There are two types of Fraxel Dual treatments: Fraxel re:store and Fraxel Dual (a bit confusing, no?). The re:store version goes a little deeper because it penetrates further into the skin thanks to its higher wavelength, but both forms of Fraxel provide ultimate skin rejuvenation. The amount of of Fraxel treatments needed for the best results varies from person to person.
So let's get to learning the differences between Fraxel treatments. It can get a little tricky. Here's a breakdown:
Fraxel Dual is non-ablative. It causes skin to look red with some minor swelling which subsides within a few days. There could also be some slight peeling. Julie E. Russak, M.D., FAAD and founder of Russak Dermatology Clinic, explained that this version of Fraxel is generally used to treat mild to moderate skin damage like sun spots, freckles, melasma, fine lines, and scarring. During treatment, patients can expect to feel a hot, stinging sensation. To dull this sensation, a medical-grade numbing cream will be applied to your skin by your doctor or esthetician an hour beforehand.

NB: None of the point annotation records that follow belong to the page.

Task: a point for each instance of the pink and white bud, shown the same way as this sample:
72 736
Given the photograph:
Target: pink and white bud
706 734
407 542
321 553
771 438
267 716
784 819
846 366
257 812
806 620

Once under the laser, the doctor or esthetician will make multiple passes over each area of the treatment area. Depending on what you're treating, it may take three to five Fraxel Dual sessions to reach your goals. I personally underwent just one Fraxel treatment as a preventative anti-ageing measure and to give my skin a fresh start by removing surface damage, and I was extremely pleased with the results.
Fraxel re:pair is a more aggressive ablative laser. It uses higher temperatures to vaporize unwanted tissues and completely remove the surface layer of skin. This form of Fraxel is used to treat severe damage and signs of ageing. "The benefits of this more intensive treatment option is that you're getting a much quicker result," Dr. Michael Edelman, assistant clinical professor at Mount Sinai and the medical director at Chelsea Skin and Laser. However, the side effects are more intense and include swelling, scabbing, crusting, and peeling for at least a week. Patients can expect anywhere from two to three months of redness.
An hour before undergoing re:store, your doctor will apply medical-grade numbing cream and some may also be given a low dose of Valium or similar pain medicine to combat the sensation of intense heat and stinging both during and immediately after. Because of its invasiveness, Dr.Edelman warned that Fraxel re:pair should only be administered by a doctor in a sterile setting due to risk of infection.